Finger to his lips, Raider signaled Seth to be quiet. Seth glanced behind himself. Finding only the dark, empty tunnel, he frowned.

“I’ll tell you once we’re out of here. We have to go. Now.”

“There’s a—” At Raider’s renewed shushing signal, Seth lowered his voice. “—sandstorm outside.”

“We’re in more danger here.”

“So what is this place?” Seth asked, keeping his voice low. “You’ll waste more time arguing with me than just fucking telling me.”

“These are sand serpent tunnels.”

Frowning, Seth stepped back, releasing Raider from the cage of his body. Like Raider, he was still hard, but he managed to focus in spite of it. He glanced along the tunnel, seeming to assess.

“A snake of some kind was my guess. Some ancient behemoth? It’s clearly long gone. The shed skin is nothing but dust. There’s no evidence of recent meals. Besides, the bandit fled in here to hide.”

Raider couldn’t help but stare at the Curator. He’d expected disbelief or fear. He hadn’t expected an analysis.

Perhaps he should have.

“It’s been dormant for centuries,” Raider whispered impatiently. “But one was woken once, maybe this one, I don’t know. The Sudai have stories of it. It destroyed whole cities, killed thousands, before it went back to sleep. The bandits may have a hideout here, but they know to be quiet. I found a dead man and a broken saddle in the cavern. Was that quiet?”

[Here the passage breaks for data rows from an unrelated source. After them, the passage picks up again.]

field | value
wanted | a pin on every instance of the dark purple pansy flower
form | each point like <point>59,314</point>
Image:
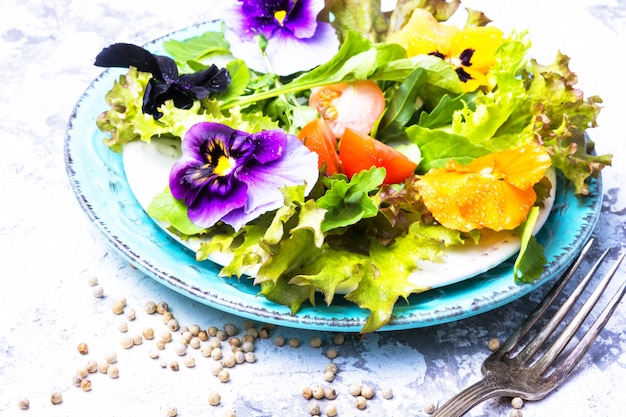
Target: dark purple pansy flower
<point>166,83</point>
<point>234,176</point>
<point>296,40</point>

Seth’s expression said that, no, it hadn’t been, but his stubborn stance said he wasn’t ready to get paranoid.

Raider whispered desperately, “Please, Seth, I’m begging you: trust me.”

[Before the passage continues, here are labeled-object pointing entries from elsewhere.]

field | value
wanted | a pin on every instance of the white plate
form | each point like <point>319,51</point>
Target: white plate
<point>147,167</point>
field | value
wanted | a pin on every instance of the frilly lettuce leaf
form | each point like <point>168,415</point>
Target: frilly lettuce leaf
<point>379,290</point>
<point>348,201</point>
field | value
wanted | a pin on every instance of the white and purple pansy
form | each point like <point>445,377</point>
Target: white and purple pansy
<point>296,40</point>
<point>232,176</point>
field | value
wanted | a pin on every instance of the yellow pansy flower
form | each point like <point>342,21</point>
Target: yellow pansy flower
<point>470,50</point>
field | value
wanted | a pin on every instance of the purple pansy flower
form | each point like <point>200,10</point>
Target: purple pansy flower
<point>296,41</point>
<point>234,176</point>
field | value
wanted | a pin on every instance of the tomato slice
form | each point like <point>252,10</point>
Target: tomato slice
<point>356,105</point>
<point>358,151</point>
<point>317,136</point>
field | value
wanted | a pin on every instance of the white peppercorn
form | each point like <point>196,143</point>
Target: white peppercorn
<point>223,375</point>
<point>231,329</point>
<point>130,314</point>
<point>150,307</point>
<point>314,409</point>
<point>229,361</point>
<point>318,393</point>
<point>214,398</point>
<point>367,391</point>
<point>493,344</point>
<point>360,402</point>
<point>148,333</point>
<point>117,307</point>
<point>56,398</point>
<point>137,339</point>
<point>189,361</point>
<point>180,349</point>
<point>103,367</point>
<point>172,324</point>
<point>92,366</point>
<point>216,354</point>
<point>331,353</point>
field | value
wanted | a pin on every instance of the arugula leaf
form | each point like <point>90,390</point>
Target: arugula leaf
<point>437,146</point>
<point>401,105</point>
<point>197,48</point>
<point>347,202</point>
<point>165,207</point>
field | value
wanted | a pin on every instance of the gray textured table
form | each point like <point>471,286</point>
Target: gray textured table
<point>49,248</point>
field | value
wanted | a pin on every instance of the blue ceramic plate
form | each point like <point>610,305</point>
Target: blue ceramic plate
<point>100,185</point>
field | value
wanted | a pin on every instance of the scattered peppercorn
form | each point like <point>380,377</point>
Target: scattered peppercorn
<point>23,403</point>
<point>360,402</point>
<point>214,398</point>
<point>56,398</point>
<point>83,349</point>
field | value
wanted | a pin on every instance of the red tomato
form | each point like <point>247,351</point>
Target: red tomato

Seth gave him a long look. Then he sighed and bent to grab his saddlebags. Slinging them over his left shoulder, he gestured for Raider to lead the way.

Retrieving his own gear, Raider whispered, “Turn off the light.”

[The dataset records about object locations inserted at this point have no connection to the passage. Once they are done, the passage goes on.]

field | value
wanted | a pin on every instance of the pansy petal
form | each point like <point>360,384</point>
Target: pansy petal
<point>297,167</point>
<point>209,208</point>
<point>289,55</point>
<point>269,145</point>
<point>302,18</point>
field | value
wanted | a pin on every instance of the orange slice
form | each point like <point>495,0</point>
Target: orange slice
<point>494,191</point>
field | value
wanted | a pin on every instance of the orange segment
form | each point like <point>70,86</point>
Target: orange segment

“It’ll be pitch black in here.”

Raider snagged Seth’s hand. “I can navigate.”

Seth’s eyes displayed a fresh surge of frustration and desire to argue, but he reached for the arcane lamp hanging from his belt and turned it off.

The sudden darkness and sense of confinement tried to swamp Raider, but Seth’s hand was in his and it kept him grounded, focused. He had to get Seth out of here.

As they crept along the tunnel, Raider heard nothing but their own movement until the wind’s whistling reached him. They were nearing the cavern where Seth had killed the bandit. The storm wasn’t over. They could find a place in the hills to crouch and wait out the last of it.

For the second time since he’d entered the network of tunnels, Raider almost thanked the gods.

Such thanks, as usual, would have been misplaced—because from one of the branching tunnels came the sound of a dry, rasping slither.

CHAPTER 24

SETH KNEW THEY must be nearing the cavern because enough light was filtering into the tunnel that he could have pulled his hand free of Raider’s. He didn’t though. Not until he heard that rasping slither. Not until Raider looked over his shoulder at Seth and barked, “Run!”

Raider burst into a sprint. Seth bolted after him into the vast cavern where he’d killed the bandit—whose body was now gone.

From the corner of his eye, Seth caught movement in one of the branching tunnels, a gleam of light reflecting off a massive, slithering form.

Heart leaping into his throat, Seth raced after Raider, pounding through the vast cavern toward the slope that cut upward to the dusty light of day. Better the sandstorm than a snake powerful enough to have tunneled through stone, big enough that something on its body had cut a cleft into the rock six feet above Seth’s head.

Seth didn’t think he could possibly run any faster, but when he heard the shushing, rasping slide of the snake’s sinuous body over stone, he discovered in himself a new, higher gear.